Retirement is supposed to be a period of rest and relaxation, but for some people it can be a period of reduced income. If your retirement plan offers only a fraction of your career income, then maintaining the same expenses can cause a problem. Although certain expenses cannot be adjusted, your mortgage payment can be adjusted. Refinancing may allow you to reduce your monthly payment, and even provide cash to pay off other expenses.
1. Refinance for a lower amount. If you've paid your current mortgage for numerous years, you have inevitably paid off a certain amount of the original loan. Even if you refinance with the same interest rate and loan term, you can reduce your monthly payments. For example, if you paid off half of a $150,000 loan, then you can refinance the $75,000 balance to cut your payments in half.
2. Lower your interest rate. With a weak economy, coupled with a good credit history, you will likely receive a lower interest rate. This improved rate reduces your payment by reducing accrued interest, even if you borrow the same amount. In the example from the previous step, if your original interest rate was 8 percent on a $150,000 loan, a reduction to 4 percent would reduce your payment by $385 a month
3. Extend your loan term. Even if you keep the same interest rate and loan amount, extending the loan term will reduce your payment by spreading the payback over a longer period of time. In the example, only moving from a 15-year mortgage to a 40-year mortgage would reduce payments by $390.

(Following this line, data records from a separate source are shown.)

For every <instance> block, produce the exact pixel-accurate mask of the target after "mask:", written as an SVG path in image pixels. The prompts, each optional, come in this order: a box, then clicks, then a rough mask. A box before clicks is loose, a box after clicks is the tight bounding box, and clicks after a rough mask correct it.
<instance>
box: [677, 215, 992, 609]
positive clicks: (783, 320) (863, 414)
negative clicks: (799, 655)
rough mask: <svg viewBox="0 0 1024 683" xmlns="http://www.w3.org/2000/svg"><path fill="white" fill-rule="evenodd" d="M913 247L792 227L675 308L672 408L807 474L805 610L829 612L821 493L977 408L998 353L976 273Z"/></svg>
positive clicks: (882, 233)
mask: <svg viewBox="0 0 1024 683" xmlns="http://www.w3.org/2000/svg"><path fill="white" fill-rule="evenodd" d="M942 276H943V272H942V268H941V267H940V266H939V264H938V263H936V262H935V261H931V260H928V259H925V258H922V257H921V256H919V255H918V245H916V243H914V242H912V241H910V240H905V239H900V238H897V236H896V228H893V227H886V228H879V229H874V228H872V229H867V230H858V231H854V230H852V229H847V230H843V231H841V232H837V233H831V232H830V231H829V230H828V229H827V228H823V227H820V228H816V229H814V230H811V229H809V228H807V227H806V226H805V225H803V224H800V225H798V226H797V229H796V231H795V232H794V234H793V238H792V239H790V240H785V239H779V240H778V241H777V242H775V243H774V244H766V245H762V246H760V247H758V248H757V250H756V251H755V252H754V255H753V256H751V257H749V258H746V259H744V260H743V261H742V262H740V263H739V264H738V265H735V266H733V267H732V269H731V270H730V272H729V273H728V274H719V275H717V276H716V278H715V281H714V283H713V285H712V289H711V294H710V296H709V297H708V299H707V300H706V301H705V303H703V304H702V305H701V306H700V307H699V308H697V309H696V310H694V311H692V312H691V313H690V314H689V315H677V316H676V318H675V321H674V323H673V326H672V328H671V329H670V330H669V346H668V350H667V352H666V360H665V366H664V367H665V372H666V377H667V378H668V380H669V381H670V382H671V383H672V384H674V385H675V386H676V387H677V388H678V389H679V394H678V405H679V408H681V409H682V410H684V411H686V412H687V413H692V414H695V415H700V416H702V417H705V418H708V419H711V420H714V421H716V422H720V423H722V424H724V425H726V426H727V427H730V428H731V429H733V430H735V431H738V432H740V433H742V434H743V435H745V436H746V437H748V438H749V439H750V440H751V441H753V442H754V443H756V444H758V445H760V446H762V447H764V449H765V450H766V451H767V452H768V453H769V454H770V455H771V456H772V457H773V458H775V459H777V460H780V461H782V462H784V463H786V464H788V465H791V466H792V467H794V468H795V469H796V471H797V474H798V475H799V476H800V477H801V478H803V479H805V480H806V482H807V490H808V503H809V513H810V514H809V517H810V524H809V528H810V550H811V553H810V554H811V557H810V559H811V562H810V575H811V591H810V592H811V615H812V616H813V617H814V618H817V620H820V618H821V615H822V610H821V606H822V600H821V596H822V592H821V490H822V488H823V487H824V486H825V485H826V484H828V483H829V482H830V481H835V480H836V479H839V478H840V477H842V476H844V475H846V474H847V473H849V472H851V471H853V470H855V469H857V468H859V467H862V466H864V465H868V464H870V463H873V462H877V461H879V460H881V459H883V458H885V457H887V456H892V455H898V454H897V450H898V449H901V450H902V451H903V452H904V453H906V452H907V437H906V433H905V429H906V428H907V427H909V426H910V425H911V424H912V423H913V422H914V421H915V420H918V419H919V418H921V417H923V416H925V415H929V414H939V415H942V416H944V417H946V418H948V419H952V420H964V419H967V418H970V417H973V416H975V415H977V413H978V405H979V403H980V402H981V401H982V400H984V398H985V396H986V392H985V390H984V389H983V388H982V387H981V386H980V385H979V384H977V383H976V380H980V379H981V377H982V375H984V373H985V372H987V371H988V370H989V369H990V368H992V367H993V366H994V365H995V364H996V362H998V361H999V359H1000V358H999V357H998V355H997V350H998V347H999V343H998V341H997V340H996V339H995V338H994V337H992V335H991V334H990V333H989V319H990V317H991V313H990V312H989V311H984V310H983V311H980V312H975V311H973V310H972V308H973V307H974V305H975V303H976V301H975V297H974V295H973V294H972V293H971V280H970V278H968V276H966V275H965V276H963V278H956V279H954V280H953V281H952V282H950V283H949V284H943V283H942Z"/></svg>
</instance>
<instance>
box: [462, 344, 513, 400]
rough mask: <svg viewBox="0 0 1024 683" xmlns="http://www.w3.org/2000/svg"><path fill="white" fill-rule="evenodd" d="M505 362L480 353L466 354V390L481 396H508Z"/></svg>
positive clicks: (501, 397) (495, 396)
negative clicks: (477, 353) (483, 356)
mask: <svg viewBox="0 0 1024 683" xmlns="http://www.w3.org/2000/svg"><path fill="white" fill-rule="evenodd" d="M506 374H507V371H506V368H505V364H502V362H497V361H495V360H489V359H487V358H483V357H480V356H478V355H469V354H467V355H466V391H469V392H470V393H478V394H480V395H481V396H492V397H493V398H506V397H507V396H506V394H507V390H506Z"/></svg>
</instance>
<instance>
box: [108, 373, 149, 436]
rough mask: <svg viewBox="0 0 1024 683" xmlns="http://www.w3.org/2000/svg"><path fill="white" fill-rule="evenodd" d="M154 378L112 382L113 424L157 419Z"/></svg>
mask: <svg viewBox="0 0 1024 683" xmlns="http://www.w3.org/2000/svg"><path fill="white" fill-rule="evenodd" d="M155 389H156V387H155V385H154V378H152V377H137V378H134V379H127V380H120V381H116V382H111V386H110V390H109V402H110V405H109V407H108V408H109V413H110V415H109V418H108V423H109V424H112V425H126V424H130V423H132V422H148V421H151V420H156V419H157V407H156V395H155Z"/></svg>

4. Get cash back to cover higher interest debts, such a credit cards. Continuing the example, if you had built up $30,000 in equity, you only owe $120,000 on the loan. If you refinanced for the original $150,000, you'll receive that extra $30,000 as cash, which you can use to pay off any credit-card debt you may have. If you had $30,000 in credit-card debt at 29.99 percent interest, you would save $749.75 in monthly credit-card interest.